The problem with this emerged when social media later replaced dial-up platforms, which then used Section 230 to make themselves immune from liability when their algorithms steered people to inflammatory conspiracy theories, misinformation, state-sponsored disinformation, and other harmful content. In an article on the subject in NewsGuard by Steven Brill, he revealed what he had been told by the then-Federal Communications Commission Chairman Reed Hundt some 25 years later: “We saw the internet as a way to break up the dominance of the big networks, newspapers, and magazines who we thought had the capacity to manipulate public opinion. We never dreamed that Section 230 would be a protection mechanism for a new group of manipulators — the social media companies with their algorithms. Those companies didn’t exist then.”

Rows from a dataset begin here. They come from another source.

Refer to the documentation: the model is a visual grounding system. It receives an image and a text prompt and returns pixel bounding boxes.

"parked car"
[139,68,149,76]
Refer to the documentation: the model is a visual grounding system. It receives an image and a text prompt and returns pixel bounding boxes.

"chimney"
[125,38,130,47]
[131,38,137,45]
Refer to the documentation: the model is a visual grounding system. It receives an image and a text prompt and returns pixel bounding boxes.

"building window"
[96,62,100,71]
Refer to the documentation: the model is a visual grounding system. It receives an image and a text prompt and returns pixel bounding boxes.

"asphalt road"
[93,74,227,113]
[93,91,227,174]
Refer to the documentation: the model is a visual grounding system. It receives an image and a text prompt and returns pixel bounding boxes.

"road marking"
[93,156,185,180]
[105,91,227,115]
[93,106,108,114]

As a result, when legal representatives for media companies like Mr Chase A. Bales are contacted about mistakes in editorial content, they react swiftly, yet when it turns out that it’s a mistake on a social media platform, even one which carries the media branding, it can be ignored without consequences. As NewsGuard points out: “It’s a best (or worst) of both worlds, enjoyed by no other media companies. For example, last year, Fox News was held liable to the tune of $787 million for defaming Dominion Voting Systems by putting on guests meant to pander to its audience by claiming voter fraud in the 2020 election. The social media platforms’ algorithms performed the same audience-pleasing editing with the same or worse defamatory claims. But their executives and shareholders were protected by Section 230.”
As a further footnote, Mr Garland is also a security advisor with clients in Germany and Austria, where it is a criminal offence resulting in jail time to be a Holocaust denier.
CONCLUSION:
The main KRCG (channel 13) report, which was from the Associated Press, was correct, and when QC reached out to the station, we even noted that mistakes like this can happen in a busy newsroom. It is unusual, therefore, that the incorrect posting on “X” remained in place for so long after the station’s editorial team and their senior legal counsel were made aware of it. This elevates the complaint to a more severe level where despite damaging the reputation of Mr Garland and the candidate who he was helping on the campaign trail with the suggestion that he was a Holocaust denier, the request to correct it was seemingly ignored at the highest level. Therefore, KRCG (channel 13) are in breach of the editor’s code of conduct, not only in publishing misleading information about Mr Garland but also compounding that by failing to correct it, failing to publish an apology, and failing to give him the opportunity to reply.